Arde, vida, que a veces duele más que no lo hagas.



Dicen que quien no juega con fuego,
se hiela
y yo,
quiero arder.


He aprendido que todo el mundo se va de la noche a la mañana, que no hay despedidas, que no duele tanto cuando te acostumbras, que no hay vuelta, solo idas. 
Y qué triste. Ojalá algún -no- cobarde sepa quedarse y echarle cojones
donde todo el mundo corría como si todo estuviera a punto de desmoronarse
y no fuera a salvarse -así era-.

Un día aprendí a salvarme yo
y que no hay mayor riesgo
que no quererse y
que te quieran.
Destroza.
Quema.
Cura.
Baila.
Queda.
Y vuelve
a
destrozar.
Las grietas se curan cuando todo está en modo desastre
y aprenden a curarse como si estuvieran bañadas en agua de mar
y les salieran costras que, después, viene alguien a quitarlas.

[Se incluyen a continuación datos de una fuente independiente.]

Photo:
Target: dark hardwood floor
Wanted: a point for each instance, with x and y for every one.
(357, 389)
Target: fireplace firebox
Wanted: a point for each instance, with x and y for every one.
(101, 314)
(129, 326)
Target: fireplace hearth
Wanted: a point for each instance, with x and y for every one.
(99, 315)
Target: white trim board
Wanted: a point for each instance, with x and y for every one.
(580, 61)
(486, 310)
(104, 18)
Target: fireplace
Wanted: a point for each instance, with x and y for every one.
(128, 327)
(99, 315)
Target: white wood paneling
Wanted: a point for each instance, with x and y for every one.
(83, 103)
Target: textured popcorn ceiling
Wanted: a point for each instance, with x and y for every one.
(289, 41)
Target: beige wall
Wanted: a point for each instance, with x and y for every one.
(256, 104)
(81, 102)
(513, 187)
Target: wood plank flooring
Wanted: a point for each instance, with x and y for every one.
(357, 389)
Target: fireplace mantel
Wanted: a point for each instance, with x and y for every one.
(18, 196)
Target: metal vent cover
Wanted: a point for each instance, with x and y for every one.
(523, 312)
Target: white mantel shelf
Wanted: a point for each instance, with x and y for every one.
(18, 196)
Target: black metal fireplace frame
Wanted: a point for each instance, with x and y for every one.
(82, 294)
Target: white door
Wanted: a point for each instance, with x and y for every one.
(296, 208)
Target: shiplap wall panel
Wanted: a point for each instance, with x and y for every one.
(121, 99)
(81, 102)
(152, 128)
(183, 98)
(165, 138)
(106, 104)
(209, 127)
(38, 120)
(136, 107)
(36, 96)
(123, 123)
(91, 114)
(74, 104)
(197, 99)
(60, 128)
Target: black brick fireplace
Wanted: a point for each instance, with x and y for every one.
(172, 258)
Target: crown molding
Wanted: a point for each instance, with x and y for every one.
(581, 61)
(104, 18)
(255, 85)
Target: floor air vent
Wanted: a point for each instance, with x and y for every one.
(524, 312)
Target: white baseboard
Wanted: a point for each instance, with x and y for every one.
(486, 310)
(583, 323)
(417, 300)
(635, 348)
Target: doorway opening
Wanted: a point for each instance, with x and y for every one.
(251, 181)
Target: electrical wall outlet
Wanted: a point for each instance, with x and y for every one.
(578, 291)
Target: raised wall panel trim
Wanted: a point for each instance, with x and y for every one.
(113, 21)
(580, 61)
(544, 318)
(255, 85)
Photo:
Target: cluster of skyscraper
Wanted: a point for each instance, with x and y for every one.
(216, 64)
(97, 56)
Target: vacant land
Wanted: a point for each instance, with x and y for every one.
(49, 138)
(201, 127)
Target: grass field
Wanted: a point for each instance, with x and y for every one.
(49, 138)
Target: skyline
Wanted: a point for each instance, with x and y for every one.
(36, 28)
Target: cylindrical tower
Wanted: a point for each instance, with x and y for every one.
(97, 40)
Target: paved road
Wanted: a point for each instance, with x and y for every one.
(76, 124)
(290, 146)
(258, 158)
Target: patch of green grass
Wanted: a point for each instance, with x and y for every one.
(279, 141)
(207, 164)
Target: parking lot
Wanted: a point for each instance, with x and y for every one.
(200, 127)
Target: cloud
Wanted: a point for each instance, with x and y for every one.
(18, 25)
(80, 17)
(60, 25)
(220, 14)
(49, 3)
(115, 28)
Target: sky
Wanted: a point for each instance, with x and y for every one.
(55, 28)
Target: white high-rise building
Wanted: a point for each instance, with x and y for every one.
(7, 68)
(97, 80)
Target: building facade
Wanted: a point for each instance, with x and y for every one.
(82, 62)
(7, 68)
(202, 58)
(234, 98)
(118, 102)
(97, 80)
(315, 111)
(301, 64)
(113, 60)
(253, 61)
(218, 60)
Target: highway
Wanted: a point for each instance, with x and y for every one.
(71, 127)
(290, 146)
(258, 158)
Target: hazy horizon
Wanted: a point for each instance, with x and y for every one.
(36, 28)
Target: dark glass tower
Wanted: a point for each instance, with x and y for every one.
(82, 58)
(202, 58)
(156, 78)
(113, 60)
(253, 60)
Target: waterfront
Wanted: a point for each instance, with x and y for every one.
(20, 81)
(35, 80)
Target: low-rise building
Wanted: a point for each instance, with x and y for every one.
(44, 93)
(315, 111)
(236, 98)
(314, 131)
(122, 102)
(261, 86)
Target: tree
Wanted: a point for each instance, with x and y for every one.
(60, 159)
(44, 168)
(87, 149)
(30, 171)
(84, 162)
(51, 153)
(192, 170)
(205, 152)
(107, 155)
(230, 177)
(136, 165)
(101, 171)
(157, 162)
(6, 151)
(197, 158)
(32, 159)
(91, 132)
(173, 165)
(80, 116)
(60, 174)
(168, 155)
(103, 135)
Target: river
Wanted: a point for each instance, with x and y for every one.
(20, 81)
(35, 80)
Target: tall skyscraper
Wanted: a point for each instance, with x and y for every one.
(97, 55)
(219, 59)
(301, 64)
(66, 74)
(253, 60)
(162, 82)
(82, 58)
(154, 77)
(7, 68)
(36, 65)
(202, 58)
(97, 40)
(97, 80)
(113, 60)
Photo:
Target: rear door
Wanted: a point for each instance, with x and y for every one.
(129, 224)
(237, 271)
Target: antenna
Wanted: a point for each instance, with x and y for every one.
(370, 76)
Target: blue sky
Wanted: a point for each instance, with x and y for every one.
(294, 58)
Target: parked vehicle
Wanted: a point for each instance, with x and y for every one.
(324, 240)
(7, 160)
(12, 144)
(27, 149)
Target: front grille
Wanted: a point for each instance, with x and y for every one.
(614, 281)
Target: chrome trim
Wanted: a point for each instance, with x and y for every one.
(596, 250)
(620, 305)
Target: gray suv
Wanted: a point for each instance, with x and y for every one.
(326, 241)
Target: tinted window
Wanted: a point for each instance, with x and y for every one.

Y os juro que no hay mayor placer, que quitarse las costras.
O que sea alguien quién te las quite mientras
te arriesgas
y saltas
y saltas
al precipicio de su boca
y ríes
y le miras
como si fuera la última vez
queriendo que así no sea.

Y que si alguien quiere quedarse que haga eso:
que se arriesgue a perder y no huya,
que todos sabemos estar en las buenas,
pero apuñalar en las noches de tormenta.